Targets Aplenty For 2018 WVU Passing Game
MORGANTOWN, W.Va. — As West Virginia heads into the summer in preparation for the 2018 season, they do so with a plethora of riches at one position — wide receiver.
Despite the graduation of Ka’Raun White, the Mountaineers return more targets for quarterback Will Grier than the great actor Mickey Rooney had wives, and he had eight of them.
True, none of them could catch like Gary Jennings, work into the end zone like David Sills V, get free deep like Marcus Simms or run as fast as T.J. Simmons, at long last a couple of tight ends who can catch the ball and figure to be emphasized and some running backs have proven an ability to catch the ball.
Of course, most of the focus remains on Sills, who led the nation in touchdowns last season with 18, and Jennings, whose 97 catches not only led the Mountaineers last season but were fifth-most in school history.
Yet there was one amazing statistical abnormality between Sills and Jennings last season that must be addressed, for rather than being a strength it could be a weakness.
While Sills was catching those 18 touchdown passes, Jennings numbered among his 97 receptions just one that brought the ball into the end zone.
Compare that to the four players who caught more passes in a season that him — Stedman Bailey caught 114 in 2012 and scored 25 touchdowns, Tavon Austin caught 114 in 2012 and had 12 TDs, Kevin White caught 109 i 2014 and had 10 TDs, and Austin caught 101 in 2011 and scored 8 TDs.
So what happened? Why the disparity from one receiver to the other?
No one seems sure, other than to think it was just a freak of nature.
“Gary is obviously a very, very talented guy. He caught a lot of balls and just couldn’t find the end zone. I’ve never seen anything like it,” admitted quarterback Will Grier. “He scores all the time in practice. It’s just one of those things. I think this year you will see him in the end zone a lot more.
“I don’t think David will have any less touches than he had last year, so he’ll get into the end zone. Hopefully Gary will get in the end zone more.”
“I guess we’ll find out this year,” added Sills. “Gary had nearly 100 catches last year. He had a great year. He had more yards than I did. We kind of laugh about it sometimes. I doubt he’ll have one touchdown this year. He’ll have double digit touchdowns this year.”
Part of it was that Jennings greatest assets were his hands and his toughness, an ability to catch the ball in traffic and on key downs.
He became the main target on possession downs, third and 8 and the like, moments not meant to score touchdowns but to make first downs … and seldom did he let Grier of the Mountaineers down.
With Simms’ ability to go deep through his speed and Sills ability to find his way into the end zone requiring extra attention, things worked for Jennings on the shorter balls.
He understands that he and Sills were a special duo last year.

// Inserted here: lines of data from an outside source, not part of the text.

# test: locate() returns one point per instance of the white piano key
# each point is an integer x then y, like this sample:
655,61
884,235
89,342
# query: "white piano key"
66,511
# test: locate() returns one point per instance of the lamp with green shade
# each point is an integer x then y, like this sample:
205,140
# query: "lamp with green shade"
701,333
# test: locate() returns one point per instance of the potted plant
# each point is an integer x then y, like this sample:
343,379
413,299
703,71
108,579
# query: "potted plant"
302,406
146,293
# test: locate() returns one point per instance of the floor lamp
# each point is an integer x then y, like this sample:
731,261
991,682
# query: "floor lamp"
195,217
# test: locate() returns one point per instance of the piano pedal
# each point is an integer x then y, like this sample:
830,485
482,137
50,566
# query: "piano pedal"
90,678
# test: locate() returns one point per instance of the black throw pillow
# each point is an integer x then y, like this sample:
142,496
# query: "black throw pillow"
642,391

“It’s a great combo,” he said, “but it’s all of us together that’s going to be scary this year. What we struggled with in the past is depth. That’s what we have now. We have a lot of young guys coming in and that will help so we don’t burn out at the end of the season.”
Grier feels the same way about the group he is throwing to this season.
“It’s great,” he said. “Just building off of what we did last year. The chemistry is obviously there when you have guys that are experienced and guys that you have played with that is always a good thing.”
To Grier, though, the best part of it is that they are more than just gifted receivers.
“I have a good group of guys,” he said. “They are good people, they work hard, they are fun to be around, we enjoy getting better together. We push each other. That’s a great group, it’s really an awesome group to work with. So it’s been fun.”
The real fun will being when he starts throwing to them for real in Charlotte against Tennessee in the opener.